A costa amazônica abriga 70% dos manguezais do Brasil. Distribuídos por uma área de 9.000 km², entre os Estados do Pará e do Maranhão a vegetação forma o maior cinturão contínuo de manguezais do mundo. Essas verdadeiras florestas de mangue, com árvores que podem chegar a 30 metros de altura e um metro de diâmetro, são o refúgio de diversas espécies de crustáceos, peixes, moluscos e aves marinhas, mas ainda permanecem desconhecidas pela maioria dos brasileiros.
Manguezais têm sedimento lamacento e salino, inundado diariamente pela maré, o que exige que as árvores se adaptem para sobreviver. Nos mangues da Amazônia, as principais árvores encontradas são o mangueiro ou mangue-vermelho, o mangue-siriba, siribeira ou mangue-branco e a tinteira, tinta ou mangue-preto. Em todas essas espécies, o fruto germina ainda preso na planta-mãe, o que garante a germinação das sementes antes que atinjam o ambiente salino do sedimento.
A fauna dos mangues é rica. Entre as aves, merecem destaque a garça, o guará, com sua plumagem de um vermelho intenso, quando adulto, e diversas espécies de maçaricos. Mamíferos também visitam o mangue em busca de alimento, destacando-se o guaxinim, o tamanduá, o macaco-prego, as cuícas e os morcegos. Peixes, crustáceos e moluscos também cumprem parte de seu ciclo de vida nos mangues.
Humanos também ocupam os manguezais há tempos. Tribos pré-colombianas já usavam seus recursos, mas foi com a chegada dos europeus, experientes na exploração dos manguezais da África e da Ásia, e depois, com a chegada de escravos, que o uso desse ecossistema intensificou-se no Brasil. A extração de substâncias da casca de árvores, usadas para curtir couros e na medicina popular, e a transformação em lenha foram os principais usos dos manguezais na época.
A população atual do litoral amazônico também usa os recursos dos manguezais. Mexilhões, ostras, turus, camarões, siris e o caranguejo uçá figuram entre os animais mais explorados. Pesquisa do projeto Manejo e Dinâmica de Manguezais (Madam), desenvolvido entre 1995 e 2005 em uma cooperação entre Brasil e Alemanha, mostrou que cerca de 80% das famílias rurais da região de Bragança, no Nordeste do Pará, usam recursos diretos ou indiretos dos manguezais.

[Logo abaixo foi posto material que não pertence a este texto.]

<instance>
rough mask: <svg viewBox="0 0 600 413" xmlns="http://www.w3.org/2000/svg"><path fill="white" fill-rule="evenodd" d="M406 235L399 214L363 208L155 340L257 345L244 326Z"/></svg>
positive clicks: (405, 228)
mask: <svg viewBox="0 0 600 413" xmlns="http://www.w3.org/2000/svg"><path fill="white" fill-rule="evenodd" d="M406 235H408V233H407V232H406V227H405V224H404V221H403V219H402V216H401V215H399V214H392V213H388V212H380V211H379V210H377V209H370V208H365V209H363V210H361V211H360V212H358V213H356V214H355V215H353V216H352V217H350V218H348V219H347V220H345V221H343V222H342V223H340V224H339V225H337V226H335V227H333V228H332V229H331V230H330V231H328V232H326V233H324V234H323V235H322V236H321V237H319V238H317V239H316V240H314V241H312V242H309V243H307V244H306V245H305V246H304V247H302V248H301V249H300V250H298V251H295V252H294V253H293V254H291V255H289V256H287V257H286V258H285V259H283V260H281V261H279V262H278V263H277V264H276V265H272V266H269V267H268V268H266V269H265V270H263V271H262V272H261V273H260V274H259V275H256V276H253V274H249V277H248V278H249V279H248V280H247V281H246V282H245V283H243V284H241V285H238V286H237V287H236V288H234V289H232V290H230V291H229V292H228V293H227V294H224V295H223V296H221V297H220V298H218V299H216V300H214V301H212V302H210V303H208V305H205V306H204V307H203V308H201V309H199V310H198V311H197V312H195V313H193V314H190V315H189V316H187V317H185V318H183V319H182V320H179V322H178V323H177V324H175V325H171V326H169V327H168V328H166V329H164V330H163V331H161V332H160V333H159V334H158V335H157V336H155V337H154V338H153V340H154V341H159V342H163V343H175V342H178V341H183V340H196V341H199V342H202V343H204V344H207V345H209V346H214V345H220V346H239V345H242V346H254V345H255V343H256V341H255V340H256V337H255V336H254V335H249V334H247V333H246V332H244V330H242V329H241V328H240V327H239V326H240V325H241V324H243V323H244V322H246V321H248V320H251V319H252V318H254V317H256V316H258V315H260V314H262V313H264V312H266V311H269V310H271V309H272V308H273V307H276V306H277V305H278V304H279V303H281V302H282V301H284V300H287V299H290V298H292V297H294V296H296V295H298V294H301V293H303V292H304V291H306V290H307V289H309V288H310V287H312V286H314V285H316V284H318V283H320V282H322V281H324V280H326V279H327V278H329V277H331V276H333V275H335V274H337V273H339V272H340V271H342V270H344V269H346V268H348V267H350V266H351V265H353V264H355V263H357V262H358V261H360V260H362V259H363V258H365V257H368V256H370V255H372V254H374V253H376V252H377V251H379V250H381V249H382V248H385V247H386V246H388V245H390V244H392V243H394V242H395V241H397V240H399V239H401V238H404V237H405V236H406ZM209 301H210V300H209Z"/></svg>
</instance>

Além da captura de crustáceos e moluscos, destaca-se a pesca, muitas vezes feita nos canais de marés e nos rios próximos aos mangues.
Outro recurso bastante usado é a madeira, seja para construção rural, para estacas de currais de pesca ou para a produção de carvão. Substâncias retiradas da casca dos troncos são usadas hoje para corar redes de pesca e velas dos barcos, assim como na indústria do curtume. Raízes das árvores do mangue são usadas, em forma de chá, como remédio contra a diarreia. As comunidades também extraem mel de colmeias de abelhas selvagens que frequentam as flores do mangue-siriúba. Outro recurso explorado é a lama do manguezal, usada por olarias.
Expansão urbana coloca vegetação em risco
Até o momento, os manguezais amazônicos podem ser considerados bem preservados. Porém, eles também começam a perder espaço para a crescente e desordenada expansão urbana, para o turismo e para as estradas. Outros impactos comuns resultam da extração de lama, de atividades agrícolas e de atividades industriais em áreas urbanas (como Belém e São Luiz) . O cultivo de arroz e o corte de madeira também contribuem para degradar os manguezais.
Além disso, a pesca predatória e a captura de fêmeas de crustáceos com ovos têm sido práticas constantes, levando à redução da quantidade e do tamanho desses animais nos manguezais amazônicos.
Alternativas têm sido tentadas, como a criação de Reservas Extrativistas Marinhas (Resex). Acordos de pesca também têm surtido efeito, e projetos de parceria entre setores técnicos, científicos e sociais começam a ser implantados. Porém, são necessárias medidas governamentais e sociais, como informação, discussão e aplicação das leis que proíbem a pesca ou captura de diversas espécies em períodos de reprodução. É preciso também acelerar a elaboração e implantação dos planos de manejo das reservas extrativistas já criadas. Além disso, o gerenciamento regional deve orientar o crescimento das cidades costeiras.
É preciso, acima de tudo, que governo e sociedade despertem para a realidade de que os recursos naturais são finitos e de que o uso e aproveitamento de áreas costeiras devem ser planejados, respeitando os limites humanos e ambientais. Só assim será possível garantir o espetáculo de beleza das florestas de mangue da Amazônia costeira.